He had suffered a broken collarbone, a broken shoulder blade, a fractured hip, a collapsed left lung, a bleed on the brain and a serious brain injury. He was unable to walk, talk, use his hands or even hold up his head and had to be fed through a tube.
His permanent traumatic brain injury meant that by the time of the hearing, he still struggled with his speech, his processing was slower and he had sensory issues. It was too early to say if he would have a learning or intellectual disability.
The accused also pleaded guilty to driving a dangerously defective vehicle, failing to stop, failing to keep his vehicle at the scene of an incident, failing to report the incident to gardaí and driving without insurance or licence.
Judge Seán Ó Donnabhain said that to leave the scene of the accident almost bordered on inhumane.
He sentenced him to six years detention, but suspended the final two years. He also banned him from driving for 20 years.
The accused was still 17 at the time of the sentence hearing and was sent to Oberstown Detention Campus, but was transferred to Wheatfield Prison shortly after turning 18 earlier this year.

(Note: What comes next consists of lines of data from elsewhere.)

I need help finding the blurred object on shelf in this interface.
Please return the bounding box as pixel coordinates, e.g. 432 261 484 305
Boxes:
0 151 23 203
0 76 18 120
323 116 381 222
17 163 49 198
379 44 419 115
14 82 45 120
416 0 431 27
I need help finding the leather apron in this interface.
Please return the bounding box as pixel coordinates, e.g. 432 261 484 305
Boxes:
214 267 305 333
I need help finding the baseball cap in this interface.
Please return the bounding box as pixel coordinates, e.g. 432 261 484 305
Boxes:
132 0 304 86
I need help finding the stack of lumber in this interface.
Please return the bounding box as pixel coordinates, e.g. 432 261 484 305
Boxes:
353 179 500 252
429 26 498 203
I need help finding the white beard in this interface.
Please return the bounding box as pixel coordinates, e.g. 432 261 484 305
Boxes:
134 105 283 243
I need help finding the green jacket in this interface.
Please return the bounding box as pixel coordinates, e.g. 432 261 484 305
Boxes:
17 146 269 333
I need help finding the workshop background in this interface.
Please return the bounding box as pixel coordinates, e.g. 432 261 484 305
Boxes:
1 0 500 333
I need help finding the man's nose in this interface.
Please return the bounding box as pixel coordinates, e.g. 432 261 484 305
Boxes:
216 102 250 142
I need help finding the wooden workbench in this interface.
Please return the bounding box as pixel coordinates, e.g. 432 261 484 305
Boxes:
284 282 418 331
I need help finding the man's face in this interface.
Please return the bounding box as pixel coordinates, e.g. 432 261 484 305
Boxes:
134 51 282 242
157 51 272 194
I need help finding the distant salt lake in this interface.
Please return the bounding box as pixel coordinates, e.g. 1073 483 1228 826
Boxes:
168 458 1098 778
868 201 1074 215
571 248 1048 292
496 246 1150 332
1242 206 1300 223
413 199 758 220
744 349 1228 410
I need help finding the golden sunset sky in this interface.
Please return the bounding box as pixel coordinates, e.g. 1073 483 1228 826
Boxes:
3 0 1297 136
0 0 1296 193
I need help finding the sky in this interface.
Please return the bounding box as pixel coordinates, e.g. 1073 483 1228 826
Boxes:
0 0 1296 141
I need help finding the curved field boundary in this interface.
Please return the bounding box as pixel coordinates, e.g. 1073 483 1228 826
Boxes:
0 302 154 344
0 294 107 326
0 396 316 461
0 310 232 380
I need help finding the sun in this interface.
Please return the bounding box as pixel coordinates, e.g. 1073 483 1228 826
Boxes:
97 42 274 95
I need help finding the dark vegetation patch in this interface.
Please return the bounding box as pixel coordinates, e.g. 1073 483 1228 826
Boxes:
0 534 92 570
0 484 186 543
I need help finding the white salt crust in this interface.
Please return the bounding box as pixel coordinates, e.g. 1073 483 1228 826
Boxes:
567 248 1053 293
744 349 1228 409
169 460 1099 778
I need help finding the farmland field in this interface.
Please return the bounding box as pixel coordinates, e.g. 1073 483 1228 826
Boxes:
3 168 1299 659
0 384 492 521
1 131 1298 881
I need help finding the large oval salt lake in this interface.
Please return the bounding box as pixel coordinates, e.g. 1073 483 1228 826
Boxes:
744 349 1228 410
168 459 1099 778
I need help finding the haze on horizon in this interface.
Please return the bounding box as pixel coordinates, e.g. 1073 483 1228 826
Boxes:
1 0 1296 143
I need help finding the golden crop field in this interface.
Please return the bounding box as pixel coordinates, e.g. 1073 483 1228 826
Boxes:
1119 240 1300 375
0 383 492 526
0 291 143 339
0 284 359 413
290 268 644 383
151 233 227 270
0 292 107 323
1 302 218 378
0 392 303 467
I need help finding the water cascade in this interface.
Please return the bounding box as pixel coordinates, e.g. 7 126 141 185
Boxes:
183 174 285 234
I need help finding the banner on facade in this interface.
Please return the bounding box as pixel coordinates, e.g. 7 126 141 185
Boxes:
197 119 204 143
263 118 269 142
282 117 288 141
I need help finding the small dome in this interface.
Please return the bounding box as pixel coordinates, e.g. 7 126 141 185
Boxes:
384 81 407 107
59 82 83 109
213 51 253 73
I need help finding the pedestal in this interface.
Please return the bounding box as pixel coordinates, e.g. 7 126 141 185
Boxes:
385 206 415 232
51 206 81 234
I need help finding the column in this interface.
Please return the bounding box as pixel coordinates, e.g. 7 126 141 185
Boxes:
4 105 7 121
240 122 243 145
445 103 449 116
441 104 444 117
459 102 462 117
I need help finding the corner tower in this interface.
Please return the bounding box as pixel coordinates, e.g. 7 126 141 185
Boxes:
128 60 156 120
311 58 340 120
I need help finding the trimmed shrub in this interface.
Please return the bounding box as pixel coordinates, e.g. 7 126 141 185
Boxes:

He attended remotely from the prison when he appealed against the severity of his sentence to the Court of Appeal on Friday.
His victim’s family attended remotely from Anglesea Garda Station in Cork.
The teenager’s barrister, Siobhán Lankford SC, submitted that the sentencing judge had failed to afford sufficient weight to the mitigating factors in the case. She also argued that he had failed to give any or adequate consideration to suspending a greater portion of the sentence to allow for her client’s rehabilitation.
She further argued that the judge had erred in imposing a driving disqualification for 20 years on the appellant, bearing in mind his extreme youth.
She said that she had seen the updated victim impact statement and the psychologist’s report on the child and that she was conscious that the child’s parents were watching.
“I’m anxious that they know that he remains very contrite,” she said.
“My client would like to put on the record his sincere apologies, regret and remorse.”
Ray Boland BL responded on behalf of the State.
He submitted that the sentence and driving disqualification imposed were measured and appropriate.
Judgement was reserved by Court President Justice George Birmingham (presiding), Justice Patrick McCarthy and Justice Isobel Kennedy.